Flash Forward to June 19, 2012, I had just gotten home from my best friend’s house where we were starting our experiment for Junior Research, and I was telling my mom about what we did as she checked the phone for messages. She stops talking mid-sentence and says, “Michael Matz…?” I froze and stared at her before she looked to me and pressed play and I couldn’t even hear what he was saying, because I was sitting on the floor crying. He called me. An Olympic Show Jumping sensation, Kentucky Derby Winning Thoroughbred Racehorse Trainer, called ME. He wanted me to give him a call and, if I was still interested, we’d discuss a job for this summer. I went upstairs and called my Dad, still in tears, and he told me to stop crying and call the man! I then called my neighbor and one of my closest friends to tell her, and she was in shock as well. When I finally stopped crying, I dialed his number, butterflies abundant in my stomach, and he answered, asking me to call him back around 11 AM the next morning, as he was currently meeting with all the owners at his house.

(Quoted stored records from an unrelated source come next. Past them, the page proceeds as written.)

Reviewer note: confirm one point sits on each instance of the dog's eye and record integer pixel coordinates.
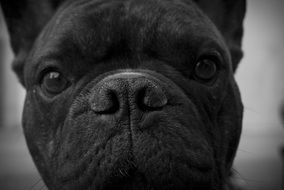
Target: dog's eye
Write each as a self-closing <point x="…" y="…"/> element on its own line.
<point x="205" y="69"/>
<point x="53" y="83"/>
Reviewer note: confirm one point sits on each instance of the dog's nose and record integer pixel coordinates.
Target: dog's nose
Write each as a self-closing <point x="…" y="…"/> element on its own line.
<point x="127" y="89"/>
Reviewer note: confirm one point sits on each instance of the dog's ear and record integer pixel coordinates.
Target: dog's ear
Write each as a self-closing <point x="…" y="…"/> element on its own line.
<point x="228" y="16"/>
<point x="25" y="19"/>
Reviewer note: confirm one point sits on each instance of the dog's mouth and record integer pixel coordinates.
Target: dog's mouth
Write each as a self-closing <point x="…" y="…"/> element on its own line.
<point x="136" y="143"/>
<point x="158" y="172"/>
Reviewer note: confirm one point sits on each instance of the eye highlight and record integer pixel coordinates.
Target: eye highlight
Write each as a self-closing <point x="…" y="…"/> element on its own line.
<point x="53" y="83"/>
<point x="205" y="69"/>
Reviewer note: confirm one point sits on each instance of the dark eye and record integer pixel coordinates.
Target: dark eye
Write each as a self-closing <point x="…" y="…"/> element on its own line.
<point x="205" y="69"/>
<point x="53" y="83"/>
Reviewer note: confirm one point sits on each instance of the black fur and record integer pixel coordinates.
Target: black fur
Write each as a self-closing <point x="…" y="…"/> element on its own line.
<point x="96" y="134"/>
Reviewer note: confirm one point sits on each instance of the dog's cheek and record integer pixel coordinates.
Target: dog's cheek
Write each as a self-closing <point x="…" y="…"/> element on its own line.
<point x="41" y="124"/>
<point x="229" y="125"/>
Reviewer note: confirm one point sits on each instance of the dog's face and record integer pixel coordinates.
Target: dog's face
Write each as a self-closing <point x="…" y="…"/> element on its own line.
<point x="131" y="95"/>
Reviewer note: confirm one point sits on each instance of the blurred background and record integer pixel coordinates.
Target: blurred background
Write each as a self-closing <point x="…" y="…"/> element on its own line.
<point x="261" y="80"/>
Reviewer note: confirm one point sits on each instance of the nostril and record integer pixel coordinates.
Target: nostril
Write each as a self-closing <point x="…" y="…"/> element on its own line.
<point x="105" y="101"/>
<point x="152" y="98"/>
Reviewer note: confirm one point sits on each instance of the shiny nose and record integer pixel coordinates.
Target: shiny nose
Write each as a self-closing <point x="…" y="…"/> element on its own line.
<point x="114" y="92"/>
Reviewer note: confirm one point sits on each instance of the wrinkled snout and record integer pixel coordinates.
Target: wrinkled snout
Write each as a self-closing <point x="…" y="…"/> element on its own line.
<point x="127" y="89"/>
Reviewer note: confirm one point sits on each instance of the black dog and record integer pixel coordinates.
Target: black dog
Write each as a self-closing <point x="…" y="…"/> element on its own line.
<point x="129" y="94"/>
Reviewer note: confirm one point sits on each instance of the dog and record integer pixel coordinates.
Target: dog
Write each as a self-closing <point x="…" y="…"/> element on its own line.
<point x="129" y="94"/>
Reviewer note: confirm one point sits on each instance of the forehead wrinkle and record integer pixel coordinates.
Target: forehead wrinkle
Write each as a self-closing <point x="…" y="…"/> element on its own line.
<point x="91" y="30"/>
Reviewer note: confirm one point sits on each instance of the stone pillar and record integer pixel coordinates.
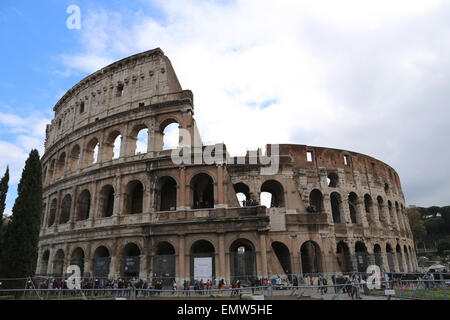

11 AM on the dot the following morning, I called him. He asked what it was that I wanted to do exactly, and I realized, I had no specific answer for this. I’d wanted to be a jockey since I was 4 years old, and though that dream has passed (I’m 5 feet 5 and 3/4 inches tall) I still want to work with racehorses. I asked if I could learn what it took to be a trainer, get to know the language and the daily routines in the barns. He then asked the real question, “You do realize we start pretty early, right, Kerry?” He asked me. I laughed in response and told him I was well aware, but a 5 AM start was a small price to pay for this amazing opportunity. “How do you plan on getting out here?” He asked. “Well I guess I’ll have to see which one of my family members loves me the most.” I said to him, and this time, he laughed. “Alright, you figure out the driving situation, and give me a call. You can come in on Friday if someone will get up and drive you… but we’ll be starting at 4:30. It’s been a little more hot than usual during the day.” He said to me, and I agreed to call him later that night.
Friday morning at 3:30 AM: I didn’t even mind when my alarm started to blare in my ears. I got right up, threw on a pair of work jeans and my riding boots, grabbed a baseball cap and a water bottle and ran out the door. Did you know the humidity at 4 AM on June 21st is enough to strangle you? My dad came out behind me, holding my breakfast and his keys. “You ready?” I was shaking too much to answer him. The entire ride over, I couldn’t sit still. I was going to see where favorite trainer did his thing with the most amazing horses I’d ever meet.
“We’re going to start her out hotwalking, and see what she learns.” Mr. Matz said to my father and I and I stood there smiling wider than I ever had and nodding my head. He led me down to the lower barn and introduced me to the barn manager, Benjamin, who handed me a lead shank and showed me how to properly clip it to the halter of a horse named Late Cuddle. After 10 minutes of walking around the shedrows to warm up, I took him back to his stall and was given the next horse to walk. This was my routine for every morning that I was at the barn, and I loved it. I walked the horses before and after their workouts, during their baths, and while they grazed and dried under the sun. Every groom, hotwalker, exercise rider, assistant trainer, and vet knew my name, and loved to start conversations with me during and in between my walks. They were all so nice and welcoming, I was so thankful to have met them. I even got to walk a few horses while I was up in Saratoga Springs to watch the Jim Dandy with my dad (though we weren’t sure if I was allowed to, based on track rules… shh…) It was the most surprising and rewarding summer I’ve ever had, and I hope to return next summer and see how all the babies have grown and run since I last saw them.
I do not own any of these horses, but I DID take EVERY picture, so please don’t steal them, because that wouldn’t be cool… So yeah, I got to spend 2 and 1/2 months at a Racehorse Training barn… How was everyone else’s summer?